Puede decirse que hasta se respira una cierta tensión, similar a la que precedió la llegada del 25 de agosto del 99, cuando la Asamblea Constituyente decretó la desaparición del Congreso de la República. Como se recordará, ya mucho antes de que  la corriente del Polo Patriótico arrasara en el proceso comicial, efectuado en junio de  aquel año, para designar los representantes de la Asamblea Nacional Constituyente, el propio Chávez se había encargado de calentar el ambiente político con declaraciones frecuentes y altisonantes en contra del nuevo Congreso, del cual demandaba una “ley habilitante”, su máxima colaboración para que el proceso constituyente fluyese sin contratiempo, y ninguna traba política a sus decisiones como presidente. En relación con esto último, fue precisamente el rechazo de la Comisión de Defensa de la Cámara del Senado, al ascenso  de 34 oficiales, agregados por el propio Chávez a una lista de más de doscientas promociones, que incumplían con los requisitos de la ley, específicamente con el tiempo máximo exigido para poder ser promovido y con las condiciones requeridas para optar al grado inmediato superior, la gota que derramó el vaso de la paciencia de Chávez, quien amenazó al Congreso con su disolución por la Asamblea Constituyente que sería elegida por el pueblo el 25 de julio próximo; lo cual efectivamente ocurrió.

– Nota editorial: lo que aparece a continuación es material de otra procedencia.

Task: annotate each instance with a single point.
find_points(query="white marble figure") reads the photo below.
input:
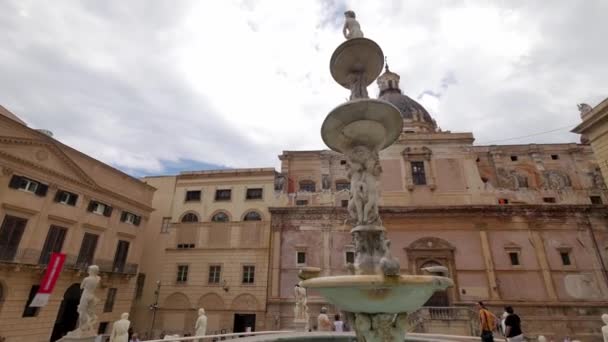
(351, 28)
(200, 327)
(120, 329)
(323, 322)
(86, 308)
(584, 108)
(363, 170)
(605, 327)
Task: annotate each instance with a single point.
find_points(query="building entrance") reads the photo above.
(243, 321)
(67, 316)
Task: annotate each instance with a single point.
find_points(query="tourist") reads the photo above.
(338, 324)
(513, 331)
(487, 323)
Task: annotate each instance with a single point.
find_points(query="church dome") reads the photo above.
(415, 117)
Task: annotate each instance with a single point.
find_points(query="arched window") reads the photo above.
(220, 217)
(190, 218)
(308, 186)
(252, 216)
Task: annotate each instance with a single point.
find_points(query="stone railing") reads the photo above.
(31, 257)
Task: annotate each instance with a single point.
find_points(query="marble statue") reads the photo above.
(363, 171)
(120, 329)
(605, 327)
(351, 28)
(86, 307)
(200, 327)
(584, 108)
(323, 322)
(300, 309)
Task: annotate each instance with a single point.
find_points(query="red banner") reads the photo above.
(49, 280)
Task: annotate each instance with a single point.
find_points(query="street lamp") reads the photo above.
(154, 307)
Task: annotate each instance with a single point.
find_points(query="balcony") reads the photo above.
(221, 235)
(31, 258)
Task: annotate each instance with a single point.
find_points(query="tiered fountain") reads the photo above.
(376, 294)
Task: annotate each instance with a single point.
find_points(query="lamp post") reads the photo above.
(154, 307)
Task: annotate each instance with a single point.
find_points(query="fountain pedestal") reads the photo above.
(377, 295)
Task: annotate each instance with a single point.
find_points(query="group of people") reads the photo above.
(509, 326)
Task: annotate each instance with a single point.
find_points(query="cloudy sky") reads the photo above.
(154, 86)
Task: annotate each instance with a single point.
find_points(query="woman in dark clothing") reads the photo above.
(513, 326)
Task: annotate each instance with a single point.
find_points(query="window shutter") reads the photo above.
(42, 189)
(15, 181)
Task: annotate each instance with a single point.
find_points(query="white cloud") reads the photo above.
(233, 83)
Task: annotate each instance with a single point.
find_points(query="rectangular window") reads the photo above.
(514, 257)
(100, 208)
(65, 197)
(255, 193)
(87, 250)
(342, 186)
(193, 196)
(308, 186)
(349, 257)
(164, 227)
(223, 195)
(215, 274)
(565, 258)
(29, 185)
(130, 218)
(139, 285)
(596, 200)
(248, 274)
(10, 236)
(52, 244)
(300, 258)
(109, 304)
(31, 311)
(120, 257)
(182, 273)
(418, 174)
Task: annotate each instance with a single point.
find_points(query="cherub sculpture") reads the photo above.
(351, 28)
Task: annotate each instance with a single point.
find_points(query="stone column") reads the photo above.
(489, 262)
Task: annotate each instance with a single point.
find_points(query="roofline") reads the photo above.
(597, 114)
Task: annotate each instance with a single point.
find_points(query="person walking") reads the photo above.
(513, 331)
(487, 323)
(338, 324)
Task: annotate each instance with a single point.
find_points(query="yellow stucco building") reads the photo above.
(210, 233)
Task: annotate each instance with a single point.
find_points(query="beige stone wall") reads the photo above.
(231, 245)
(26, 152)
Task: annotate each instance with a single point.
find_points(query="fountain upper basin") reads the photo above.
(378, 293)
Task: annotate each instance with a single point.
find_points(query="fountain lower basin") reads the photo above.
(378, 293)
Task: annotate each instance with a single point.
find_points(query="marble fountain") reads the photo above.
(376, 297)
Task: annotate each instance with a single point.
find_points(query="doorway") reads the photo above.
(243, 321)
(67, 316)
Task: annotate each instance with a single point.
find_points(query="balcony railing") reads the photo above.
(31, 257)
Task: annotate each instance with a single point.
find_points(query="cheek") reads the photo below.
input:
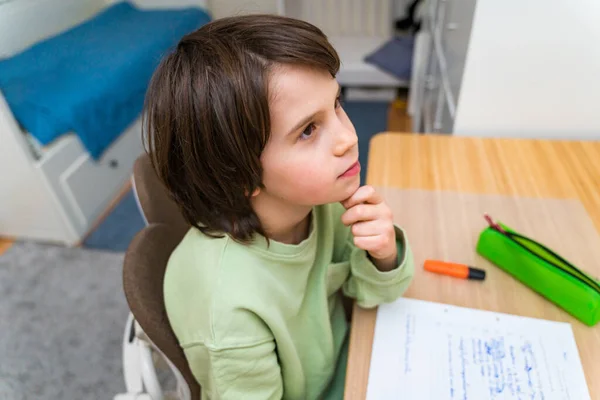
(298, 179)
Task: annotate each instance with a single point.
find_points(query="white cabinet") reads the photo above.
(508, 69)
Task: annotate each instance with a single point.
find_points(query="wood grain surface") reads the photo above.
(549, 190)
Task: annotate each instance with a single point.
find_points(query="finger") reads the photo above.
(369, 228)
(361, 212)
(364, 194)
(372, 244)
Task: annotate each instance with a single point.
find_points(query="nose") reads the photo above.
(345, 139)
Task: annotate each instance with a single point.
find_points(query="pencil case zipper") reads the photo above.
(551, 258)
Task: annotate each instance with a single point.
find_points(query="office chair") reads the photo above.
(148, 340)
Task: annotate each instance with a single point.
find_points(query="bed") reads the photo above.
(69, 133)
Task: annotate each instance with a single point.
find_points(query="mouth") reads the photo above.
(352, 171)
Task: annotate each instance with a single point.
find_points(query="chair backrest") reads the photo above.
(143, 275)
(153, 199)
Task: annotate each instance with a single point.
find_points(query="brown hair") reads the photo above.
(207, 114)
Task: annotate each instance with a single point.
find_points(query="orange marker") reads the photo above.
(453, 269)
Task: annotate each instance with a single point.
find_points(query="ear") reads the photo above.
(254, 194)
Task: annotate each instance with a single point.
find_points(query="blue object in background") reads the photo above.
(117, 230)
(369, 118)
(92, 78)
(394, 57)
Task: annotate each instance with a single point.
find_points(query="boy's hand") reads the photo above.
(372, 226)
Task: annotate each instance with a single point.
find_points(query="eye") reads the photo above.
(338, 102)
(308, 131)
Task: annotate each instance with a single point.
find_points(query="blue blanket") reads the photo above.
(92, 78)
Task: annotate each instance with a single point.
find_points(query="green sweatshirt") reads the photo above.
(267, 322)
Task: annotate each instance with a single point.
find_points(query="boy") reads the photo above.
(247, 132)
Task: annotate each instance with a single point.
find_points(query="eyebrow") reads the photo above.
(306, 120)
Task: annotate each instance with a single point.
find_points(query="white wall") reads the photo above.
(224, 8)
(532, 70)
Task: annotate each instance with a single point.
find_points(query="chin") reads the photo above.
(348, 189)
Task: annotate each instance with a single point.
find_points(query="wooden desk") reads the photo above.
(515, 167)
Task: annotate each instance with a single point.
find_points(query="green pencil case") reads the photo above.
(542, 270)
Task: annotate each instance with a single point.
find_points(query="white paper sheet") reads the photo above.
(425, 350)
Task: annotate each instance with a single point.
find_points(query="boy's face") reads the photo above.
(311, 157)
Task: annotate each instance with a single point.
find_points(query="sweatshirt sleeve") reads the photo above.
(371, 287)
(248, 371)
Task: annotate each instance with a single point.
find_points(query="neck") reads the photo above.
(283, 223)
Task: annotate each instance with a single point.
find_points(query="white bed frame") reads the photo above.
(59, 193)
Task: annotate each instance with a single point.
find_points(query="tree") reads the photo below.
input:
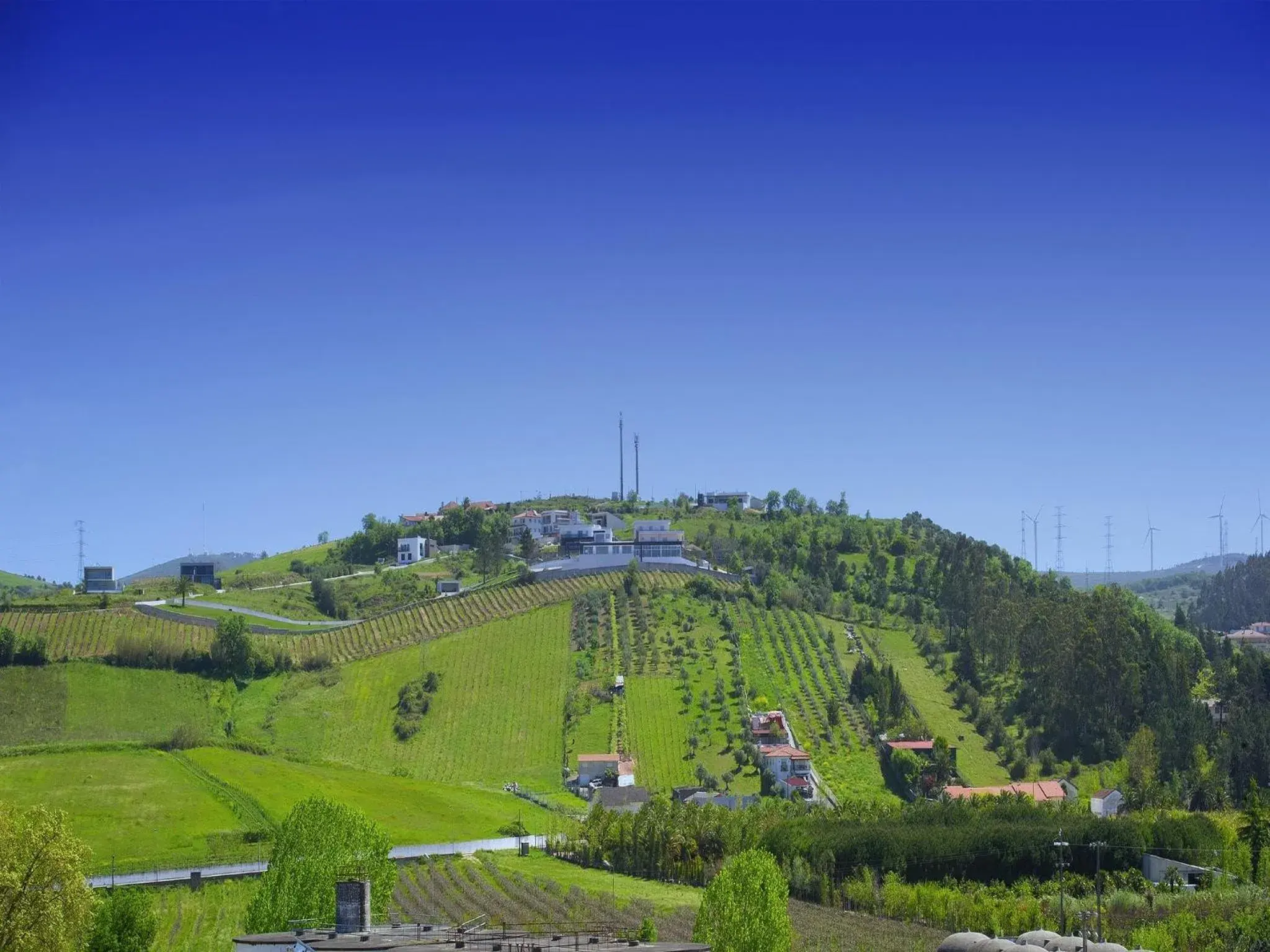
(318, 843)
(1255, 826)
(527, 546)
(773, 503)
(794, 501)
(746, 907)
(125, 922)
(489, 545)
(183, 587)
(231, 648)
(46, 904)
(1143, 762)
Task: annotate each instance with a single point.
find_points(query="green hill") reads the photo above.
(23, 584)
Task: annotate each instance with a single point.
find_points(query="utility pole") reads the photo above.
(1098, 880)
(1059, 539)
(79, 527)
(1061, 844)
(1106, 568)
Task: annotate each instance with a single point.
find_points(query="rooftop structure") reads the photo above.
(99, 579)
(355, 930)
(1041, 791)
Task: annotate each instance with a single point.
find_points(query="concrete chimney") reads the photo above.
(352, 906)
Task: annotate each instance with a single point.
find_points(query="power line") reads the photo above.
(79, 527)
(1106, 566)
(1059, 539)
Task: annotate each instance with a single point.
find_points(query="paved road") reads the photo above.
(166, 878)
(254, 614)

Un  hecho este último absurdo por ilegal,  amén de ilegítimo, que acabó con el otrora Congreso Nacional meses antes de que la nueva Constitución fuese promulgada y un nuevo Poder Legislativo fuese conformado. Pero la mentira convertida en verdad, por muchos que hoy se esconden, de que aquella Asamblea Constituyente era “originaria”, sirvió para defenestrar a unos senadores y diputados, electos por el pueblo, incluso con más votos que los que habían obtenido sus verdugos, es decir, los constituyentes, pues no se debe olvidar que en las elecciones parlamentarias de noviembre de 1998 votaron más de seis millones de personas, mientras que en las elecciones del 25 de julio de 1999, donde se eligieron a los miembros de la Constituyente, sufragaron un poco menos de cinco millones de ciudadanos. Algo que no tiene justificación posible.

Claro que aunque en el escenario de hoy en día, no hay una Constituyente en ciernes, que amenace con disolver a la nueva Asamblea Nacional, el miedo persiste y  está aún latente, en la memoria colectiva, pues ya el oficialismo ha dado señales de querer hacer lo mismo, desde el momento que anuncio la instalación un “parlamento comunal”, la impugnación de la elección de varios diputados de la oposición y la defensa con el pueblo en la calle, si la nueva Asamblea Nacional  legislaba en contra de los logros de la revolución.

Un temor frente al cual algunos líderes de la oposición han reclamado la protección ese día 5 de enero, de los diputados, por parte de la Guardia Nacional, avisado como ya  ha sido que los “círculos bolivarianos” y algunos otros colectivos, podrían salir a la calle en dicha fecha, como lamentablemente ocurrió de manera similar el 25 de agosto de 1999. Aquel día, cuando los congresistas opositores al régimen, después de un receso, quisieron volver a entrar al edificio sede del Congreso, fueron repelidos por simpatizantes del chavismo, resultando varios de ellos heridos en el momento en que  intentaban saltar la reja que rodea al edificio. Ocurría además, al mismo tiempo, la ocupación por la mayoría oficialista constituyente de las instalaciones del Palacio Federal Legislativo, la suspensión de la sesiones del Congreso y la reducción del Parlamento a una simple Comisión Delegada conformada por 23 congresistas que podían legislar, pero siempre sujetando sus decisiones al veto de la Asamblea Nacional Constituyente  en las materias importantes

Demás está decir, que la opinión pública de entonces, interpretó las protestas de los parlamentarios opositores que calificaron el incidente de “golpe de estado”, como vanos intentos de la desprestigiada clase política tradicional de detener los cambios.

Esperemos que en esta ocasión impere la cordura por parte del gobierno y que la nueva Asamblea Nacional se instale sin contratiempos y vituperios, algo de lo que no existen garantías. Pero de lo que si podemos estar seguros, es de que la opinión pública ha cambiado.